Let $f \colon \mathbb{R}^n \to \mathbb{R}^n$ be continuous with $$f(x)-f(y) = C(x,y)(x-y)$$ for all $x,y \in \mathbb{R}^n$ and a function $C = C(x,y) \colon \mathbb{R}^n \times \mathbb{R}^n \to\mathbb{R}$. Then $f(x) = ax+b$ for some $a\in \mathbb{R}$ and $ b\in \mathbb{R}^n$.
I read this statement in a proof and was wondering if this is true. Does anyone know a reference?

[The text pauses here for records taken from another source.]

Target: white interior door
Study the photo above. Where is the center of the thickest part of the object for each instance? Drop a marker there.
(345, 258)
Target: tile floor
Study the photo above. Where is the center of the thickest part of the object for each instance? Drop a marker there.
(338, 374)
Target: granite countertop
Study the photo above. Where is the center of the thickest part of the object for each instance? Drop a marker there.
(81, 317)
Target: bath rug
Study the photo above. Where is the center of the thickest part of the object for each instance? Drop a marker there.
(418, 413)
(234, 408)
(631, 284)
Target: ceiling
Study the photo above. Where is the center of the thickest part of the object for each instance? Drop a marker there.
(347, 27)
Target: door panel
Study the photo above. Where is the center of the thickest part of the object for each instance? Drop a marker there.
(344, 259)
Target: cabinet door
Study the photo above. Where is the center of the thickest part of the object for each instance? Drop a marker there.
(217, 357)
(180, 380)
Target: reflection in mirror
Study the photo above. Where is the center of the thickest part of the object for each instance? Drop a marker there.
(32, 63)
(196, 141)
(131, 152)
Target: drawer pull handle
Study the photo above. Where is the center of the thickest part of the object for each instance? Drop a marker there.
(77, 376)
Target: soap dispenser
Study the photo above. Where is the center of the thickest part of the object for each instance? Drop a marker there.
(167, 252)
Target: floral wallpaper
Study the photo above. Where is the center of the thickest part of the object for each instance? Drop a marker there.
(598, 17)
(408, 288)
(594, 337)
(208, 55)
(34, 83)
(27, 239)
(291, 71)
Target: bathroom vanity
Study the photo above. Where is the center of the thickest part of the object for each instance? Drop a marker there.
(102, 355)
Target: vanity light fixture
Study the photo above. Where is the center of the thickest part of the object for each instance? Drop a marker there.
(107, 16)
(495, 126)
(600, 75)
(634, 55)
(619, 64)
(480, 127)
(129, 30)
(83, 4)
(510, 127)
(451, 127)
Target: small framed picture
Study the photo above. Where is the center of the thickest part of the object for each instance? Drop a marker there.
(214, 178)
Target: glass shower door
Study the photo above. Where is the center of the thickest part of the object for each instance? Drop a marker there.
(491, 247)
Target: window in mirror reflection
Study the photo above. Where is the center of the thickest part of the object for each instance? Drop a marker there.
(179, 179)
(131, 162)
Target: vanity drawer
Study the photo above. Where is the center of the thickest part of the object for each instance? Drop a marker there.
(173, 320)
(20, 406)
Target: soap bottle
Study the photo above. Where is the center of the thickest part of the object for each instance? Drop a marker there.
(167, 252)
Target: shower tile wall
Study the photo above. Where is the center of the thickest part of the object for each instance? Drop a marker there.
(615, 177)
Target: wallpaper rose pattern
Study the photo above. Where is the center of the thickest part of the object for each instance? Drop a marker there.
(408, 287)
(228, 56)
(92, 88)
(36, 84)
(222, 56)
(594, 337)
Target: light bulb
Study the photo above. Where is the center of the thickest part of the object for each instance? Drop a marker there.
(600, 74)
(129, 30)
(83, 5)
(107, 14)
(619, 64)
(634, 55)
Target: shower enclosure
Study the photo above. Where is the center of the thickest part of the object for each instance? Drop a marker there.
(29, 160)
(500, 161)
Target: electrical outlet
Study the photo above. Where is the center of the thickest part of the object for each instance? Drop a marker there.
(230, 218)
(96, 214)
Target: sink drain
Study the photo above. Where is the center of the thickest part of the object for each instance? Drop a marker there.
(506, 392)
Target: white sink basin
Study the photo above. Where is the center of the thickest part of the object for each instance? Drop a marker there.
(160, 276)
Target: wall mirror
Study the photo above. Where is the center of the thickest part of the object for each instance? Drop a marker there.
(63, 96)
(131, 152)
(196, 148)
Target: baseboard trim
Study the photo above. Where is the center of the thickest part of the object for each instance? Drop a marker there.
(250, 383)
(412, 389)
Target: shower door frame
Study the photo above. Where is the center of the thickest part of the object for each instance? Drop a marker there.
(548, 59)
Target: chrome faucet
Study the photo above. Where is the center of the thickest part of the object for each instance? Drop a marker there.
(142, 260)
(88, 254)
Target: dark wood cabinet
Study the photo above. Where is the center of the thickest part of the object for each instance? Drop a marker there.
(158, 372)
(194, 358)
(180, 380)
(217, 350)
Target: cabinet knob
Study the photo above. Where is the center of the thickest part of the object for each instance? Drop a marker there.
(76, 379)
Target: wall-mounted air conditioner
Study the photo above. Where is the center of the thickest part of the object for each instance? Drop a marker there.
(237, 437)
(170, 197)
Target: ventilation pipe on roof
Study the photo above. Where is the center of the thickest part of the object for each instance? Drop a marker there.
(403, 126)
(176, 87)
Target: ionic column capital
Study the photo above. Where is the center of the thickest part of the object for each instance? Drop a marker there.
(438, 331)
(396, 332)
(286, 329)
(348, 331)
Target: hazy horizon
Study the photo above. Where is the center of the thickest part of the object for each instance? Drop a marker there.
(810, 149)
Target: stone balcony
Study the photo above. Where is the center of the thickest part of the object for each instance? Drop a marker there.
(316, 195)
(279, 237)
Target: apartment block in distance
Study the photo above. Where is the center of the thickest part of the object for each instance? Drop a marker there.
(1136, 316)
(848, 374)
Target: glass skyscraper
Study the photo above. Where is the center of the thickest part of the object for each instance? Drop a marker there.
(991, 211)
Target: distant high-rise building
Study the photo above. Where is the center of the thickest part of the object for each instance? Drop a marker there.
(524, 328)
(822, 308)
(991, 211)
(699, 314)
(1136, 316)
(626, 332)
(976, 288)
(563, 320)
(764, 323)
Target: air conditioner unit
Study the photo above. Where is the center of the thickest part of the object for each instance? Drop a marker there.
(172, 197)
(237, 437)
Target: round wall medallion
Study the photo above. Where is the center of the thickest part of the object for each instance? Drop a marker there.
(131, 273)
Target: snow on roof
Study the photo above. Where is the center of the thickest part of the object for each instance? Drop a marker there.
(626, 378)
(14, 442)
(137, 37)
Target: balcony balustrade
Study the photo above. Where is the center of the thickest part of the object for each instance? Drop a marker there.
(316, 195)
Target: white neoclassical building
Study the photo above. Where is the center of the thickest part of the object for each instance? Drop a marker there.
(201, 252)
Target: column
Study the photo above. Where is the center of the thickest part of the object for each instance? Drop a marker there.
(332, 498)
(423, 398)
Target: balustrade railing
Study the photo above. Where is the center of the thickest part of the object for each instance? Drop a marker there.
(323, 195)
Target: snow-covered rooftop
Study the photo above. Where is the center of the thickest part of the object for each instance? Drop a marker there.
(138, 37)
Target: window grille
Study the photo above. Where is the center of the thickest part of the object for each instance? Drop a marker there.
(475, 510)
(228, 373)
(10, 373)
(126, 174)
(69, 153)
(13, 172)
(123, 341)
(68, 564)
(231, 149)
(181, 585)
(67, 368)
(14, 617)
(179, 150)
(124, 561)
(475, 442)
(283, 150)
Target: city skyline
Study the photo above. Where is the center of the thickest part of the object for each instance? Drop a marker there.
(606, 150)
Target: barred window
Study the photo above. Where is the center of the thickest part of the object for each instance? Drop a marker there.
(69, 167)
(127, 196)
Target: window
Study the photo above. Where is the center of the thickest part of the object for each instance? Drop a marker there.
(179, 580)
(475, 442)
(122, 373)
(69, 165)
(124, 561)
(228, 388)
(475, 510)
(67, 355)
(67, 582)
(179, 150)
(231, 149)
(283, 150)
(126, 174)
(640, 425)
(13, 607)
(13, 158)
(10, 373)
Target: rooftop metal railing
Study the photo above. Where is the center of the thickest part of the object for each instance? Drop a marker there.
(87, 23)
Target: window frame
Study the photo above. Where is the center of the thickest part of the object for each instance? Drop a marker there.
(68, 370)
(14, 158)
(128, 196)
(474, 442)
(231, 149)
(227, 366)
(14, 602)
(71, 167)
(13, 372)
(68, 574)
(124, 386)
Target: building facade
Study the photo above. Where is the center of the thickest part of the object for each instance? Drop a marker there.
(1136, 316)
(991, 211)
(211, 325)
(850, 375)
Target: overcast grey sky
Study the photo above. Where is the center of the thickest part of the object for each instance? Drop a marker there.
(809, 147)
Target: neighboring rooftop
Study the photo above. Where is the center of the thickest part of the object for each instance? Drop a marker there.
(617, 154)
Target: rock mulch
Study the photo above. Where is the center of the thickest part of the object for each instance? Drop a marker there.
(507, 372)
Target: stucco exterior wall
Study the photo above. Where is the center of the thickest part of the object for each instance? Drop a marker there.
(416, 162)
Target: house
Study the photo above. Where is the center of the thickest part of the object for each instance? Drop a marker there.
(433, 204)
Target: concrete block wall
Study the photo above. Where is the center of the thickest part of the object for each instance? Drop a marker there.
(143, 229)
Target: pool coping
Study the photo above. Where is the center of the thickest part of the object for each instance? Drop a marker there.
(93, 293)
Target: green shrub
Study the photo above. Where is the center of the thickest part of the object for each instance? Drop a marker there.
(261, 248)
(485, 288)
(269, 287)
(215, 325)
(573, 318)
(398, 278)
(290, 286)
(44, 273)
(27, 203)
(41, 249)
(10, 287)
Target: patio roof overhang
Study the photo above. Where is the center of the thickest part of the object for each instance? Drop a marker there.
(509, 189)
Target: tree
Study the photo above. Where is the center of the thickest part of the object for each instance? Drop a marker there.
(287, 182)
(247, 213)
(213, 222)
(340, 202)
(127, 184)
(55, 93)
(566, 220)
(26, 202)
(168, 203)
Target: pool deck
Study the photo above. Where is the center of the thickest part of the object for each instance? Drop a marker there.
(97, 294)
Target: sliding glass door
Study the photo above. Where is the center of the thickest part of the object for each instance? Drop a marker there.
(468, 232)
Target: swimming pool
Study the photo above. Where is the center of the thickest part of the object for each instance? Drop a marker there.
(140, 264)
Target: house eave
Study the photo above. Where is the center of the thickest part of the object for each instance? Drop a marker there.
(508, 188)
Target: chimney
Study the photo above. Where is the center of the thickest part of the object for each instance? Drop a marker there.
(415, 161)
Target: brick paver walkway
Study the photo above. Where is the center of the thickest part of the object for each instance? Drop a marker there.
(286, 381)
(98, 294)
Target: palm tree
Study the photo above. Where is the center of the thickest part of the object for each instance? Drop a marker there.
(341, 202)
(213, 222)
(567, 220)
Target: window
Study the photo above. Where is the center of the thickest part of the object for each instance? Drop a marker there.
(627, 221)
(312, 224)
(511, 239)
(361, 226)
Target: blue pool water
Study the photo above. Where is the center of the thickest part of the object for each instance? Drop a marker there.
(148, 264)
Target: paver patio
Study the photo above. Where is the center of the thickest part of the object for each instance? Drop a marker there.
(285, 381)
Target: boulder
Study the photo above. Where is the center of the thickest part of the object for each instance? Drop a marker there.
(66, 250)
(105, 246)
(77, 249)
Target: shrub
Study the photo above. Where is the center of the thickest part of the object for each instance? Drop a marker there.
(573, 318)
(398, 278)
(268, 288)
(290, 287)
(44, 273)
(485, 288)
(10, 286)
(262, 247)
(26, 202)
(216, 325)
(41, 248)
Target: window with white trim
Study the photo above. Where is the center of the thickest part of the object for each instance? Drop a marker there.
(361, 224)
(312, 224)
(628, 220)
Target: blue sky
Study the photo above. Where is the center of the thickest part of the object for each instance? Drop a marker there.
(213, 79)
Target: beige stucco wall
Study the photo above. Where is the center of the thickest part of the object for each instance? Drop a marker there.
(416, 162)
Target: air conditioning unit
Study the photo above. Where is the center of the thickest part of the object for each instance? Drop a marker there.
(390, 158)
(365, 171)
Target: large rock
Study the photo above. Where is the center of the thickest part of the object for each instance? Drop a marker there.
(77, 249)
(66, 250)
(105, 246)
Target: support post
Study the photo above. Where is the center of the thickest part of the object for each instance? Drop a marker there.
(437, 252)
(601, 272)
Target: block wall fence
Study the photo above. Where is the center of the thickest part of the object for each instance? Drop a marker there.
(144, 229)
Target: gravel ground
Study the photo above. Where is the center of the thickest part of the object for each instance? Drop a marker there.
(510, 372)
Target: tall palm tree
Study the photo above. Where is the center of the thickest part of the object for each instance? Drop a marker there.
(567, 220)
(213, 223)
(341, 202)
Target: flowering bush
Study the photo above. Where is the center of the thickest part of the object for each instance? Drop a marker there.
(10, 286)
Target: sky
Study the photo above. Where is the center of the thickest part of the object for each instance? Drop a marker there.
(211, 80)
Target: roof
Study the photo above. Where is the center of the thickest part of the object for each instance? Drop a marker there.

Starting with $y = 0$ we can see that:
$$f(x) - f(0) = C(x, 0)(x - 0) \Rightarrow f(x) = C(x, 0)(x) + f(0).$$
Let $b = f(0)$. So, we want to show that for all $x, x' \in \mathbb{R}^n$, $C(x, 0) = C(x', 0)$. Take arbitrary $x, x' \in \mathbb{R}^n$ and we know that
$$f(x) - f(x') = C(x, x')(x - x')$$
and also that
$$\begin{align*} f(x) - f(x') & = [C(x, 0)(x) + b] - [C(x', 0)(x') + b] \\ & = C(x, 0)(x) - C(x', 0)(x') \\ & = C(x, 0)(x - x') - (C(x', 0) - C(x, 0))(x'). \end{align*}$$
To get $$C(x, x')(x - x') = C(x, 0)(x - x') - (C(x', 0) - C(x, 0))(x')$$
we need $C(x', 0) = C(x, 0)$. Let $a = C(x, 0)$ and so we get $f(x) = ax + b$.